Our leader told us that people in other discussion groups had a hard time with reading a fictionalized account of an actual person. Like the last book our group read, The Paris Wife, this book had to take great liberties as to exact dialogue and fill-in action to account for what’s not known. No one in our group had specific complaints about this, but some in different discussion groups believed that without accurate details, the whole thing was too fictionalized to be taken as fact. I can see that, but I feel that it’s the overall truth, where and who and when, that tells the story, not the specific words that tell the story. The book is aimed at a YA audience and children of this age may be slightly more inclined to believe that every word was true. We thought to call out that the book is a novel on the cover may have been aimed at that age cohort.
I mentioned my opinion that the end of the book seemed rushed and another reader felt that it was more like a teaser for learning about the rest of Malcolm’s life. A few recommended his biography to continue learning about him. The conversion he experienced in prison is true, but we felt the men who pushed him on that path were a bit too convenient, saying things exactly when he was ready to hear them. It was a return to his roots and probably a more gradual process than the book had time for.

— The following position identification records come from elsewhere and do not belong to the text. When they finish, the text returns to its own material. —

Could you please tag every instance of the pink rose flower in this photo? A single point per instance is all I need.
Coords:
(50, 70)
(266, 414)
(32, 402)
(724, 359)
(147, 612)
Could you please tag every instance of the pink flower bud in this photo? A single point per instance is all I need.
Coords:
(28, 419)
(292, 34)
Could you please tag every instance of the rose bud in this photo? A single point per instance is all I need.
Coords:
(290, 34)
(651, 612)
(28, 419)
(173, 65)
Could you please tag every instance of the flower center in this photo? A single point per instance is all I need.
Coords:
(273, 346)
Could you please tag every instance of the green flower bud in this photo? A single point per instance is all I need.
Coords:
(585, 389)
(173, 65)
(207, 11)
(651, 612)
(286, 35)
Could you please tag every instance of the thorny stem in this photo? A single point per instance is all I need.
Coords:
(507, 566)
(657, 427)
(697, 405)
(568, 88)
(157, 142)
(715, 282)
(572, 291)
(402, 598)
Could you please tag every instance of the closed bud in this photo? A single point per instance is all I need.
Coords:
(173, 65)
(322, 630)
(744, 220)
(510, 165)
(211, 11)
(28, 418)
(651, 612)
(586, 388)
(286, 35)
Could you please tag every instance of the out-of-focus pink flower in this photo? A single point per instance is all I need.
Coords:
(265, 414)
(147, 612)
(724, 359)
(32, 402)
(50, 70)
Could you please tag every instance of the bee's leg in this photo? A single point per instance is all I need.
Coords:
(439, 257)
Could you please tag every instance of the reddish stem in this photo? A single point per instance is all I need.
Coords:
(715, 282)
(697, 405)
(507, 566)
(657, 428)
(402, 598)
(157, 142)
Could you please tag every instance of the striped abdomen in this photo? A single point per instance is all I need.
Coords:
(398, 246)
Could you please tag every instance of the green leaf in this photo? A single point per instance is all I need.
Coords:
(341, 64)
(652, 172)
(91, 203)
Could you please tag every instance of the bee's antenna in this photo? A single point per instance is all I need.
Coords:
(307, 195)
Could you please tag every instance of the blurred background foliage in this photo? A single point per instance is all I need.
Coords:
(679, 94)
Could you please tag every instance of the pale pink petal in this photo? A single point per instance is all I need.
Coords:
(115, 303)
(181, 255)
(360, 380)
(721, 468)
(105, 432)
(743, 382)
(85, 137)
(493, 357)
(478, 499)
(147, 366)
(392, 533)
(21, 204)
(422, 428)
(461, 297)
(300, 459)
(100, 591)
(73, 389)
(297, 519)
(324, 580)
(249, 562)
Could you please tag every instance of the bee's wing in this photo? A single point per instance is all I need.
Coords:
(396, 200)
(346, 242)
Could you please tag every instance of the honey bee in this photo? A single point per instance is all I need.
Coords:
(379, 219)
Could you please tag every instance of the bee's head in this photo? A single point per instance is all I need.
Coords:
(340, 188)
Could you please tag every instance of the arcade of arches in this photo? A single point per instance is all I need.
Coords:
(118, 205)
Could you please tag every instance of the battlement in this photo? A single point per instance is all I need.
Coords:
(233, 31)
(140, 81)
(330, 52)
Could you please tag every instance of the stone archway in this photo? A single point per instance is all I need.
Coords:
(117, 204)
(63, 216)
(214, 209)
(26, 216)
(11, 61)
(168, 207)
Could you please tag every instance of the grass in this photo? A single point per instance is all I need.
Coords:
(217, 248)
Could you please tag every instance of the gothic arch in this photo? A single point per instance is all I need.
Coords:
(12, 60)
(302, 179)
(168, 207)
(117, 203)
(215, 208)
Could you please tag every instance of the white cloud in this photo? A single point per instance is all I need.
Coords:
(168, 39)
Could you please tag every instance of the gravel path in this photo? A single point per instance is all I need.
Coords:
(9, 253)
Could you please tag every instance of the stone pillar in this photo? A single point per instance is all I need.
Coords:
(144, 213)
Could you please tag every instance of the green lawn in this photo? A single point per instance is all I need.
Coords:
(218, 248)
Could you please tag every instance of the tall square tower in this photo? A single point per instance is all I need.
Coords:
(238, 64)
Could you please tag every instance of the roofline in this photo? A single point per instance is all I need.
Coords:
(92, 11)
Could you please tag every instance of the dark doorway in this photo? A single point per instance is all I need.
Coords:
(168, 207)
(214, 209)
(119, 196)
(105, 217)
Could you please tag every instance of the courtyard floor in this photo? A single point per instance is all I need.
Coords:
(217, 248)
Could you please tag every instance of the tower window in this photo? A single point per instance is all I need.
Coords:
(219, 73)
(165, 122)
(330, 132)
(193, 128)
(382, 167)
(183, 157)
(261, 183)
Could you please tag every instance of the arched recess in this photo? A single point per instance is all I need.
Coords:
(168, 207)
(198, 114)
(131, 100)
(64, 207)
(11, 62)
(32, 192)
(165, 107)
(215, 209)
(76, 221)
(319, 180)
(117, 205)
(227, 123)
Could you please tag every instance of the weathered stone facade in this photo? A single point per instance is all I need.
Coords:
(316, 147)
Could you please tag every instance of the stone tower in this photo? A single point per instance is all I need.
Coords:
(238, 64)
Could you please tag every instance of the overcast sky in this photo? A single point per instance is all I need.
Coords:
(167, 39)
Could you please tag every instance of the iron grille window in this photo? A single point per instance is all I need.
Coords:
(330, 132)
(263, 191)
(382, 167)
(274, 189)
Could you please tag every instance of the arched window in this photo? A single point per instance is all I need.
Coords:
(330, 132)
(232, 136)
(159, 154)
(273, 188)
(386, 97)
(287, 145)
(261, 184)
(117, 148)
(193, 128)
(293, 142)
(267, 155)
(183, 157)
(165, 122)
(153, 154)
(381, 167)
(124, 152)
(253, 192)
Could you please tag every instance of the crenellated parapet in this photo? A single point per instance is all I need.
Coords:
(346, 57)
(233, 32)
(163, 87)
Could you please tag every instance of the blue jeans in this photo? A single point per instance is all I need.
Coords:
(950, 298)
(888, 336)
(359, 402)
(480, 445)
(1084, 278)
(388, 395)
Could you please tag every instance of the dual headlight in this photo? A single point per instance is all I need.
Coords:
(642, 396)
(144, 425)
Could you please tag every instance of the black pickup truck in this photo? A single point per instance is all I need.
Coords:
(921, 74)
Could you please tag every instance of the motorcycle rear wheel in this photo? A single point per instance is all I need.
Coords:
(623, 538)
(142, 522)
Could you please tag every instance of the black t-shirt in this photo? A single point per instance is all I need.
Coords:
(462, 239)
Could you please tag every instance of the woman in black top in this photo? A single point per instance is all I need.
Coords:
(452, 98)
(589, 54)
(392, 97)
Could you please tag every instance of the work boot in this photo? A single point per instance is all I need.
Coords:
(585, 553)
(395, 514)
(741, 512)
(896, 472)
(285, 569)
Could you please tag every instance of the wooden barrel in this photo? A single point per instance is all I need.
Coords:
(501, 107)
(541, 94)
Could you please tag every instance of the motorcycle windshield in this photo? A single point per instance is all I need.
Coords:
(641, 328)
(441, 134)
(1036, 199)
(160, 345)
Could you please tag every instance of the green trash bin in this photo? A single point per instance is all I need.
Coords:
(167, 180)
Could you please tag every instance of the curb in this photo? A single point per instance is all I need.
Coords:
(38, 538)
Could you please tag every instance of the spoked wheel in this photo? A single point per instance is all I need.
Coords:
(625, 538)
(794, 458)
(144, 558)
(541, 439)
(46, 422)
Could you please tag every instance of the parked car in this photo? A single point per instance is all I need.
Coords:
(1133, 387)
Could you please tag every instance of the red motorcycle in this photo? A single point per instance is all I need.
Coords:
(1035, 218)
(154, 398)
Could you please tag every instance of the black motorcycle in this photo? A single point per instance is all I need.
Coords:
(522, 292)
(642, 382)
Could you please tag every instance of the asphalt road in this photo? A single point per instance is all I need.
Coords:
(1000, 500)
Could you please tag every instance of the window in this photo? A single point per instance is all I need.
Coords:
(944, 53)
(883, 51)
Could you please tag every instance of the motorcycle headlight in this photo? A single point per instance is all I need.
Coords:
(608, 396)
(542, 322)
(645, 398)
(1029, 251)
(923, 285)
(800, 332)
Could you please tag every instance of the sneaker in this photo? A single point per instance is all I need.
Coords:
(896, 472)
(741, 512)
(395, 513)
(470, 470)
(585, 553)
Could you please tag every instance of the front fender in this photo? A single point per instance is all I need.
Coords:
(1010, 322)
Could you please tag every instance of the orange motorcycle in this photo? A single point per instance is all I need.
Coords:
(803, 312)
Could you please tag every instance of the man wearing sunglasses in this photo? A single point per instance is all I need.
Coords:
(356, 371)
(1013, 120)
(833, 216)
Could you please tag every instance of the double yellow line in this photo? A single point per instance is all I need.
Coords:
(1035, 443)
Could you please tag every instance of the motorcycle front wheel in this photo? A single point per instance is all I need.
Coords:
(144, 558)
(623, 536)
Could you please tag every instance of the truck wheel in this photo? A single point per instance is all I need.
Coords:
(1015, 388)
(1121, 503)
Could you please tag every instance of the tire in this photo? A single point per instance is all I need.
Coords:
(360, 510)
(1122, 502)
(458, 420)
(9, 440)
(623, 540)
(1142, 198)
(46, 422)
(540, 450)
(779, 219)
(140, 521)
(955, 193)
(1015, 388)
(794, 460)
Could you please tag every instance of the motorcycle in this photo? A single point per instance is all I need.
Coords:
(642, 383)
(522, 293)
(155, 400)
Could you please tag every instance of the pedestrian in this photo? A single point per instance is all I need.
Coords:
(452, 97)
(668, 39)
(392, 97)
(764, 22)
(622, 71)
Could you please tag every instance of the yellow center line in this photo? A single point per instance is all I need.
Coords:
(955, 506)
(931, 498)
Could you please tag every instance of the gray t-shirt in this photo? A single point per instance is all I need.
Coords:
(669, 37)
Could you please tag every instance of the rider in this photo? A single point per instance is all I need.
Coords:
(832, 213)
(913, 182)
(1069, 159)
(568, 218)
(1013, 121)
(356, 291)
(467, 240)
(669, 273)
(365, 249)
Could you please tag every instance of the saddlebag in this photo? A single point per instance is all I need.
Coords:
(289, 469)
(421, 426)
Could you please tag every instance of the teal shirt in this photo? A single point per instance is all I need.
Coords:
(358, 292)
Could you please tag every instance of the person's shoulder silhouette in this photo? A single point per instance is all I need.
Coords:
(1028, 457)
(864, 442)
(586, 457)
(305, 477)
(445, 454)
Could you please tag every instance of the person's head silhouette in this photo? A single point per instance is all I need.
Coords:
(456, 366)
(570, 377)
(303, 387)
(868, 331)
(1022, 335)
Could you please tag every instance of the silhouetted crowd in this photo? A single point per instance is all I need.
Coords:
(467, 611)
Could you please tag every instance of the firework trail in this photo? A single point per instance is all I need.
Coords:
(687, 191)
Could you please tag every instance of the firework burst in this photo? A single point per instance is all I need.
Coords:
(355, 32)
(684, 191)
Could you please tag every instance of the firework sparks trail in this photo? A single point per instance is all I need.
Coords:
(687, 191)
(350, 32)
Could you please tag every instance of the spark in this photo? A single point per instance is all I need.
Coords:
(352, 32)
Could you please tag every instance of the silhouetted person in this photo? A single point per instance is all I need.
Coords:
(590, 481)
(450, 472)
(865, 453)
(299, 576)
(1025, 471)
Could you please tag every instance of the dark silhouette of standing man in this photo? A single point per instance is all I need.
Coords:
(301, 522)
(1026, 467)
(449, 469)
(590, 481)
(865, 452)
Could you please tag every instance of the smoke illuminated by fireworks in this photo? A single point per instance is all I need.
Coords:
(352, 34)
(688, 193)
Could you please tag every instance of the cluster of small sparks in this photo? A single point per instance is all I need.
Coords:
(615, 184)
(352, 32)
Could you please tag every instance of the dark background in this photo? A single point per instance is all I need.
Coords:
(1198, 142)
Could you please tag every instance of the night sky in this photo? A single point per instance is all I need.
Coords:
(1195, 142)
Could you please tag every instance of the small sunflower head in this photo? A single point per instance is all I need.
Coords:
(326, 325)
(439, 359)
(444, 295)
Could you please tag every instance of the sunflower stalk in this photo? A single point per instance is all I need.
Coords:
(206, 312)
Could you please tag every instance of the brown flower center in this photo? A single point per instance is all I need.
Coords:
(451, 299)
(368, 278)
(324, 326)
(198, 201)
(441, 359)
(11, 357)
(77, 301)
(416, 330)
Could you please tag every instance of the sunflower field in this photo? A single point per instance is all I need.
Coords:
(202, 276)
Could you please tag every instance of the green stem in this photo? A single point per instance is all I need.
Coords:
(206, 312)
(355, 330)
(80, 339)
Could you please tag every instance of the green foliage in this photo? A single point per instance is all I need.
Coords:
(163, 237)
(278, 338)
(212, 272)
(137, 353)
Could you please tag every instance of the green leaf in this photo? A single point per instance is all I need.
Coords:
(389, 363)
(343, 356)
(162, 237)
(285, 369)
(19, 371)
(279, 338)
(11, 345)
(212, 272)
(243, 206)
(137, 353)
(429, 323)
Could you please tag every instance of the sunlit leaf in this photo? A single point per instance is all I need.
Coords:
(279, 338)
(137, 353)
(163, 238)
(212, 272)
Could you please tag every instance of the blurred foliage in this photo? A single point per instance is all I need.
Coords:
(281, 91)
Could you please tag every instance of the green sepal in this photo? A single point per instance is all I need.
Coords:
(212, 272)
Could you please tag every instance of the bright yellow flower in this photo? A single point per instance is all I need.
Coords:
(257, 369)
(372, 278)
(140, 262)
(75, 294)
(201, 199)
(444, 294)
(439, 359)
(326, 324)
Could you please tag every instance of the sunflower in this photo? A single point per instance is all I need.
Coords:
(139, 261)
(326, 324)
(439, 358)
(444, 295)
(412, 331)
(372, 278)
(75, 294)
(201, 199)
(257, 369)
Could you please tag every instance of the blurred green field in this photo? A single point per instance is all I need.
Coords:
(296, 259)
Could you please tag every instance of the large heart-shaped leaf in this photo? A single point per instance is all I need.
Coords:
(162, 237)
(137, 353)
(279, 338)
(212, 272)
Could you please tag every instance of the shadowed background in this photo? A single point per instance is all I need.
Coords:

Louise Little’s institutionalization was a catalyst in Malcolm’s life. We questioned if she really should have been institutionalized but it’s hard to tell from this novel. She could have been an activist who was deemed a threat to public stability. Or, if she really did need to be institutionalized, she could have suffered from post-partem depression or even PTSD. Given the time period of the depression, it’s easy to see how taking care of eight children would be hard. We questioned the fine line between being too proud to accept public handouts and having hungry children at home. We did notice the comments about the vegetable garden and chicken coop having fallen apart since their father died so maybe she really was neglectful.
There were so many times that Malcolm made the wrong decision when you felt things were finally going to turn around for him. Like many young people, he thought he was invincible. He would never be the one to be lynched or go to jail. That happened to other people, but not him.
The comment Malcolm’s teacher made to him destroyed him and set him on a poor path into the future. He had a very high opinion of that teacher and until that moment he hadn’t experienced much racism in the classroom. He felt like what his father and mother had preached was true, that he could raise himself up on merit. When his teacher said that to him, he internalized it as his father lying to him, not as the teacher pushing him down. When he saw the pride Ella had, he felt like she wasn’t being truthful either and that being pushed down in the dirt was where he was going to end up. It’s so disheartening to see how the comments of one man could steer a boy’s life onto such a destructive path. It really makes you think about what you say and how you can hurt another person.